Ohne Anspruch auf Vollständigkeit haben wir für die Entwicklung unserer Organisation folgende strategische Ziele formuliert:
die Herstellung von politischer Interventionsfähigkeit
die gesellschaftliche Verankerung und
Als politisch interventionsfähig bezeichnen wir eine handlungsfähige Organisation, die in der Lage ist, in politische Auseinandersetzungen einzugreifen und als eine gesellschaftlich wirksame Kraft wahrgenommen wird.
Interventionsfähigkeit hat zunächst eine quantitative Komponente: Wir streben an, eine starke Organisation mit vielen MitstreiterInnen zu werden und uns in möglichst vielen Orten und Regionen (zunächst) Norddeutschlands zu verankern. Es geht aber nicht um Wachstum um jeden Preis. Unsere Handlungsfähigkeit entsteht aus der Organisierung von politisch tatsächlich aktiven Menschen, die sich bewusst zu unserem Projekt bekennen und unsere Grundpositionen teilen.

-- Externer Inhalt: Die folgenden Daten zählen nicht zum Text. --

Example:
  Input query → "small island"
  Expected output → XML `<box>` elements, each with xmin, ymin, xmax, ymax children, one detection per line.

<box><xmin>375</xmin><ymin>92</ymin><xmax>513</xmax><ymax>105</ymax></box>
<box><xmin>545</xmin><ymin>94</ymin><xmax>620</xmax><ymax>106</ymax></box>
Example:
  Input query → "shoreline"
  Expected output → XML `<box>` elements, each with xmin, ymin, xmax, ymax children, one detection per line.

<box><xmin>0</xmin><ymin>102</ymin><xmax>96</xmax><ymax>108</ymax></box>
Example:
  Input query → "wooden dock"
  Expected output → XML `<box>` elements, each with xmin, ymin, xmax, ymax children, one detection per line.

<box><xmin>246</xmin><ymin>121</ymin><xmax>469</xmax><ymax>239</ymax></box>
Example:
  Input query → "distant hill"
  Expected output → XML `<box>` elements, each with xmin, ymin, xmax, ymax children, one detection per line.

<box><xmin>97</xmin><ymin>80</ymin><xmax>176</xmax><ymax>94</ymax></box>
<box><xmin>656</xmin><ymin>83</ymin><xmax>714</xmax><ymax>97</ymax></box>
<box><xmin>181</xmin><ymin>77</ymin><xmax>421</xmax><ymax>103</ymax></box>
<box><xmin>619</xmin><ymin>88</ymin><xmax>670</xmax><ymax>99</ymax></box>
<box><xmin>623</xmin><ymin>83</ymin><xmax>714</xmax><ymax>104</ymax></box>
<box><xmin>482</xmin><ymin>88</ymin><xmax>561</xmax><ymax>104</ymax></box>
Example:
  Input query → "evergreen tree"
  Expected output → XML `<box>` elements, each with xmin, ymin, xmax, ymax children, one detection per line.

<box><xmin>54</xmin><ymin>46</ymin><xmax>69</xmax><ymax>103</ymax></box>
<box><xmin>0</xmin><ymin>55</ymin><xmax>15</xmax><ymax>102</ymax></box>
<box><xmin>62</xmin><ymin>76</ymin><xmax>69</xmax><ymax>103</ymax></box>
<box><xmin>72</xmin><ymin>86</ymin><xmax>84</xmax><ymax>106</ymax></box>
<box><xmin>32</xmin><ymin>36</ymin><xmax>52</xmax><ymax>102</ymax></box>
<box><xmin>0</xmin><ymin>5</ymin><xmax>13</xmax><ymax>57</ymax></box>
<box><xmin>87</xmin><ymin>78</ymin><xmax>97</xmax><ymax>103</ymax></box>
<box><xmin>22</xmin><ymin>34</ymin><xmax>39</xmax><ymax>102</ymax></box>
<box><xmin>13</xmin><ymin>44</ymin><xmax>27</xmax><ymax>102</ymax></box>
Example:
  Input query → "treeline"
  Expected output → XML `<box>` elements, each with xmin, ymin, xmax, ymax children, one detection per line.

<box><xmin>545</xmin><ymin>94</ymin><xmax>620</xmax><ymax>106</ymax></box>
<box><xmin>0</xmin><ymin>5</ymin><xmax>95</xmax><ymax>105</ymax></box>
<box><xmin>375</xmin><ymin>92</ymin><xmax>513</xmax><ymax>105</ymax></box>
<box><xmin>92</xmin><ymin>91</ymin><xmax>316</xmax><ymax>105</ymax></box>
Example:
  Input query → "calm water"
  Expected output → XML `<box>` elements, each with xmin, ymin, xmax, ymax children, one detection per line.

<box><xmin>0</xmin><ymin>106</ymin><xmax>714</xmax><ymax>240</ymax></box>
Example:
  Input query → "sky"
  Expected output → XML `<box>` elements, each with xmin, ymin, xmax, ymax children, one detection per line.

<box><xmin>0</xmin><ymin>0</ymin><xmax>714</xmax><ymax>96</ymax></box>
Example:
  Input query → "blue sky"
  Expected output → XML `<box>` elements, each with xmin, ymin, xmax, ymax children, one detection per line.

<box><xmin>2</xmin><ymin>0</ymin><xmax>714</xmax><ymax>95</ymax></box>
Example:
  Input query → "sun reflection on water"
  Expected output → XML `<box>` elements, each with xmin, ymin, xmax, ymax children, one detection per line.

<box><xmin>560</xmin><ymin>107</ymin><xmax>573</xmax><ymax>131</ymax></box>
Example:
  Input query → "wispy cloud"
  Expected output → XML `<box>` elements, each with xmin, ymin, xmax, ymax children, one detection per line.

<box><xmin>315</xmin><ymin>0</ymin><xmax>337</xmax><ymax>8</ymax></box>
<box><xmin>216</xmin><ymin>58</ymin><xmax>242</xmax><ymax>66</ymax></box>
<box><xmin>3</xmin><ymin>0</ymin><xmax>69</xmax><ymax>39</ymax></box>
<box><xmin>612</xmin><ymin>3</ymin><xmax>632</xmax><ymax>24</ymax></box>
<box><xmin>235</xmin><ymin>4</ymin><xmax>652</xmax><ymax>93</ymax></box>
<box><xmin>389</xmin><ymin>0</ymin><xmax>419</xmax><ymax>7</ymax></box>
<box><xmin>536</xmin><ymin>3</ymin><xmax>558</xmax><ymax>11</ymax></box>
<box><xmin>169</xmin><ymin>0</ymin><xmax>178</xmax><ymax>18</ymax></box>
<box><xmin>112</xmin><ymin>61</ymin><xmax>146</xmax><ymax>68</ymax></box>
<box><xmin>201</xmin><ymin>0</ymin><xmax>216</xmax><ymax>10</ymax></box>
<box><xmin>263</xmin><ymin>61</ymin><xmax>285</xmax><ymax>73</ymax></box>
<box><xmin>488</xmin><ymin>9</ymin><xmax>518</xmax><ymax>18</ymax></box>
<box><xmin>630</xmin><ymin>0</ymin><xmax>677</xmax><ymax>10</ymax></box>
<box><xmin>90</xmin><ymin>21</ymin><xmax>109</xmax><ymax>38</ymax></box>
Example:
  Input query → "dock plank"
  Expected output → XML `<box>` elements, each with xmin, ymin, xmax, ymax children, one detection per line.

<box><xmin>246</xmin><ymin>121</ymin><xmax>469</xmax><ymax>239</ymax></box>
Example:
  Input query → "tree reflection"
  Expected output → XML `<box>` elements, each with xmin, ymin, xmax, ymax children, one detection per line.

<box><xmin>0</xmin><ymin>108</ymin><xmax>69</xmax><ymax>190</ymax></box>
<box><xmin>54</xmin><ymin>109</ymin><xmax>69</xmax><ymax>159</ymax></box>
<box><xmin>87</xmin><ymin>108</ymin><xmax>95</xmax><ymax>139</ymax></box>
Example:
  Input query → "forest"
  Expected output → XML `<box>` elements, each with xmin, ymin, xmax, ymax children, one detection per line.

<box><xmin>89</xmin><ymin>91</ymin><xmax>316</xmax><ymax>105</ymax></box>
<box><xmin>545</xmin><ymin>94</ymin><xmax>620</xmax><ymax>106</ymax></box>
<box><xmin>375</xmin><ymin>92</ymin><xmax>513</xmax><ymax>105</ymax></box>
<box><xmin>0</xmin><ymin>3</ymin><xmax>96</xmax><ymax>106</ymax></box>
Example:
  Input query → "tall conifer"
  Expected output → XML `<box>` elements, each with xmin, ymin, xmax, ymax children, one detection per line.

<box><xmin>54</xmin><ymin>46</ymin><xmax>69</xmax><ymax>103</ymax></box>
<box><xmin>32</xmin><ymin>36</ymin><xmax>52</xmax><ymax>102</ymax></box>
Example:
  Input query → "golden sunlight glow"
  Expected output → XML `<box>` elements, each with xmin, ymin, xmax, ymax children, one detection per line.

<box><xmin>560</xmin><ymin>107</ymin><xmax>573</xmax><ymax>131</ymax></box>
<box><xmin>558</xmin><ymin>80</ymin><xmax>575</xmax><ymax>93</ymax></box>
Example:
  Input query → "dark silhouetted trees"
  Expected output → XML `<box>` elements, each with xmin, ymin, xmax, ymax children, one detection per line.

Bestandteil von politischer Interventionsfähigkeit ist auch die gemeinsame Weiterentwicklung unserer Theorie und Praxis. Das kollektive Lernen, die Auswertung und das Festhalten von politischen Erfahrungen sind eine der wichtigsten Aufgaben einer revolutionären Organisation. Die offene Diskussion unserer Erfolge und unserer Fehler, die Auseinandersetzung mit Kritik von innen und von außen verbessert unsere Erkenntnismöglichkeiten über politische Situationen sowie die sich daraus ergebenden Aufgaben und Chancen für sozialistische Politik. Nicht unterschätzt werden darf auch, dass die gemeinsame Auswertung von Erfahrungen das Zusammengehörigkeitsgefühl innerhalb der Organisation stärkt.
Um interventionsfähig zu sein, sind auch Organisationsstrukturen notwendig, die sowohl ein zielgerichtetes, gemeinsames Handeln als auch das kollektive Lernen und die Entwicklung eines solidarischen Zusammenhalts ermöglichen. Diese Strukturen müssen aufgebaut und ständig anhand der politischen Praxis überprüft und – wenn nötig – verändert werden. (genauer zu unseren Organisationsstrukturen im folgenden Abschnitt V)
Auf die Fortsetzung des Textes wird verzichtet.